A retired firefighter is preparing to launch legal action to stop council chiefs from dramatically reducing the size of a popular borough library.
Victor Evans fears for the future of Marsh Green Library after learning about Wigan Council’s plans for the Harrow Road centre.
The cash-strapped authority’s cost-cutting scheme includes moving out some library facilities and drastically reducing its current size and running a school book supply service from the site.
And the 64-year-old, who is being treated for leukaemia, says he has a sound legal challenge because he believes the local authority did not consult properly on the plan.
Mr Evans, of Courier Place, Marsh Green, said: “This building does not belong to Wigan Council, it belongs to the people of Marsh Green, who paid for it through their council tax.
“The council doesn’t have the right to just annexe the bits its wants.
“They are putting profit before people but I don’t care about the council making a profit.
“They have said to me that this is because of austerity but austerity won’t last forever and if we lose our libraries, we won’t ever get them back.”
Mr Evans has contacted unions, including Unison, for support in launching his legal bid but says if they will not assist him he is happy to proceed alone.
He has also contacted a number of local councillors but has only received a reply from one acknowledging his concerns.
“This is a point of principle as well because the council have not consulted properly,” said Mr Evans.
“I have spoken to a number of people and they did not know anything about it which shows the council think they can just do what they like.”
Mr Evans believes the work to transform the library will go ahead within a week leaving him with no option but to apply for retrospective action.
He added: “I have read about a similar situation where a council actually went ahead with something like this and he started legal action and they were forced to completely go back on what they had done.
“If needs be, I will go for something like that.”
Council chiefs insist they have conducted a 12-week consultation. But they revealed only 48 library users responded.

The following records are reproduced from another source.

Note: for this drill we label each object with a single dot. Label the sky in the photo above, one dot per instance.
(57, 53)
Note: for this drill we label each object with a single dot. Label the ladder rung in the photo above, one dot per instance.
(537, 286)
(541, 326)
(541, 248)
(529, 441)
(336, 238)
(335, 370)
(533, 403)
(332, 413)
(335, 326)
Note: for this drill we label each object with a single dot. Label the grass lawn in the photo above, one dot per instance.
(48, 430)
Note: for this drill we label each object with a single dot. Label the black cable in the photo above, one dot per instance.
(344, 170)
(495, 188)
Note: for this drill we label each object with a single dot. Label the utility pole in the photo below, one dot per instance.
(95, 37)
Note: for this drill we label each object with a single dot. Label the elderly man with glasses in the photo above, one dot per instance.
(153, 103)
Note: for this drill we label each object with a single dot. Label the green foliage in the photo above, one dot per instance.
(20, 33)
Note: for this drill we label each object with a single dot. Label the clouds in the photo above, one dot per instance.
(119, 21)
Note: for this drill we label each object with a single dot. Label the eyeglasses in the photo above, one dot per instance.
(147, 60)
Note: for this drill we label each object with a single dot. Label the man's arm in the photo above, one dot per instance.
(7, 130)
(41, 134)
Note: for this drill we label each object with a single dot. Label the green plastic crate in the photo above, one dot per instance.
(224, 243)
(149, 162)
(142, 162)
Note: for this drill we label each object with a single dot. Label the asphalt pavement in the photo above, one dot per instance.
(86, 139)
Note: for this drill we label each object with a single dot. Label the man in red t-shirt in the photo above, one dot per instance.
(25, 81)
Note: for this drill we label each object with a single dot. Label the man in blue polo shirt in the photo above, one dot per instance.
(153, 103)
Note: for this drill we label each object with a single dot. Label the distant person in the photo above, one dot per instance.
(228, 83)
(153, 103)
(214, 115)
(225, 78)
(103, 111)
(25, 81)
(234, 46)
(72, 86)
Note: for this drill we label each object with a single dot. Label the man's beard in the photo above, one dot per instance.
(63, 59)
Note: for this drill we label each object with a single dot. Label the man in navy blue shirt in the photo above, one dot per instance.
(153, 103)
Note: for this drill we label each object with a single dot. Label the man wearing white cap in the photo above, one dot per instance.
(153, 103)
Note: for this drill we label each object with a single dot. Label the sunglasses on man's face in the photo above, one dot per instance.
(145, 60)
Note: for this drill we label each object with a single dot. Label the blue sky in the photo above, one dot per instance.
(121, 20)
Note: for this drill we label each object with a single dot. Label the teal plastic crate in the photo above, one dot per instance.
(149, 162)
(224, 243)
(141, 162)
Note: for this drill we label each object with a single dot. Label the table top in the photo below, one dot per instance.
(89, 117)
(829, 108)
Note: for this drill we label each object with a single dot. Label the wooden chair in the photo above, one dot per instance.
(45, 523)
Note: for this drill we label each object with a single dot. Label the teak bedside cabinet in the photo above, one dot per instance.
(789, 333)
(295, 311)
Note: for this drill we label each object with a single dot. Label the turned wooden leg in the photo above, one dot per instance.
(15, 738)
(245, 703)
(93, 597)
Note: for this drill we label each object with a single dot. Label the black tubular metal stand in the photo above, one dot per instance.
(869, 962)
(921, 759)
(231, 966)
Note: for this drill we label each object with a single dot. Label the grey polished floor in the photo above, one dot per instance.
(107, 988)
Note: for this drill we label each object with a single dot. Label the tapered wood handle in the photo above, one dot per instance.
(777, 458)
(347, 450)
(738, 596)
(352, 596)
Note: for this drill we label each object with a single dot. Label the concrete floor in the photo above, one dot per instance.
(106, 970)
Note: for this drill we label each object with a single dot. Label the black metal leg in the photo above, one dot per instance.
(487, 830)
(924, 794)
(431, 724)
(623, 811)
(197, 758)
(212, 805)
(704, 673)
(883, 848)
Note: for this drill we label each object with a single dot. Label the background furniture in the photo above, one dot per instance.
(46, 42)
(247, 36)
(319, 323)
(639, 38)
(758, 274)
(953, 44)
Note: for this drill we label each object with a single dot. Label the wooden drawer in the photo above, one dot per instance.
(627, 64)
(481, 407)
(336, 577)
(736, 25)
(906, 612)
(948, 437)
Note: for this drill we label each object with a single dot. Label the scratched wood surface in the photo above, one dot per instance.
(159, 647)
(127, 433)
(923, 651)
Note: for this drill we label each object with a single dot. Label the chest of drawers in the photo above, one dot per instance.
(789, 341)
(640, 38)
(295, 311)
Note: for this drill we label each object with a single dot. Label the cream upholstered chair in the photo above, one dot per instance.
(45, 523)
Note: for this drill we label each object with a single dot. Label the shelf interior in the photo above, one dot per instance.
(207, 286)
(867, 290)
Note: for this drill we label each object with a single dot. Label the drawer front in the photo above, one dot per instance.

The change comes as part of wider developments within Wigan borough libraries which, the council says, are transforming and enhancing customer service delivery, shaped by feedback from local residents.
But the town hall also says that it has to make the most of dwindling resources.
Lesley O’Halloran, council assistant director of customer services, said: “To prevent any closures we’ve created a more rounded and easier to use offer in a number of our libraries, including Marsh Green, combining services in one space. Accommodating a schools service will help us to reduce running costs of service, meaning we can keep the building open with extended opening hours for our customers.”
She also blamed the move on the Government’s austerity programme but pointed out council chiefs had extended many library opening hours, including Marsh Green’s.
“The physical size of the building may have reduced but these changes will mean an improved customer service offer for residents as they are able to access a whole range of services all under one roof,” she added.
Last month it was announced that Ince, Lamberhead Green, Tyldesley, Golborne, Hindley and Ashton libraries would have their weekly hours cut from 34 to 30 hours so as to maintain six-day opening.